Difficile aujourd’hui de ne pas être tiraillé devant cette sentence radicale. Bien sûr, il y a dans ce « tous les mêmes » un relent de poujadisme un peu nauséabond. Et évidemment que la réalité est bien plus nuancée. Mais quand même, devant ce concours de promesses non tenues, de stratégies de communication et surtout face à ce sentiment inexorable que l’on va vers le mur, la tentation est grande de céder. Pas besoin d’instituts de sondage pour palper l’exaspération ambiante. Qualifiée au pire de pourrie, le plus souvent d’incompétente, au minimum d’impuissante, la classe politique traditionnelle n’a pas le vent en poupe, c’est le moins que l’on puisse dire. Ces derniers temps, quelle discussion politique entre collègues ou entre amis ne finit pas par cet inévitable cul-de-sac verbal : « Pfff, tous les mêmes ! » Une fois prononcé, impossible de faire demi-tour.

« Râler ne nous exonère pas de notre rôle de citoyen »

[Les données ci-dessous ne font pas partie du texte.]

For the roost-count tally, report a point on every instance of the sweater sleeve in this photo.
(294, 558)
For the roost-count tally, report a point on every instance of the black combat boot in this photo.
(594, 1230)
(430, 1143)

Et pourtant ! Que fait-on une fois que l’on a dit cela ? Râler ne nous exonère pas de notre rôle de citoyens. Et si la négligence de nos politiques n’était que le reflet de notre propre incapacité à se réapproprier le champ de la politique, la vraie ? Celle qui est partout : dans un repas de quartier, une fête d’école, une association ou un jardin partagé. Toutes ces choses du quotidien qui nous permettent de vivre ensemble. À l’approche de la fameuse échéance de 2017, certains vont beaucoup plus loin que ces petits riens. Des citoyens qui ont décidé de se lancer dans la campagne pour les prochaines présidentielles. C’est à eux que nous consacrons ce dossier. En prenant le parti de dépasser le simple constat d’échec, ils veulent faire souffler un vent de fraîcheur sur la manière de faire de la politique. Une vague bienvenue et un discours sur la méthode plein de bonnes intentions. Mais qui ne doit pas mettre de côté les idées. Car même si l’on enlève les étiquettes, il serait fou d’oublier qu’il y a des « tous les mêmes » de gauche et des « tous les mêmes » de droite, qu’il y en a des libéraux et des anticapitalistes, des modérés et des extrémistes, certains sincères, d’autres opportunistes.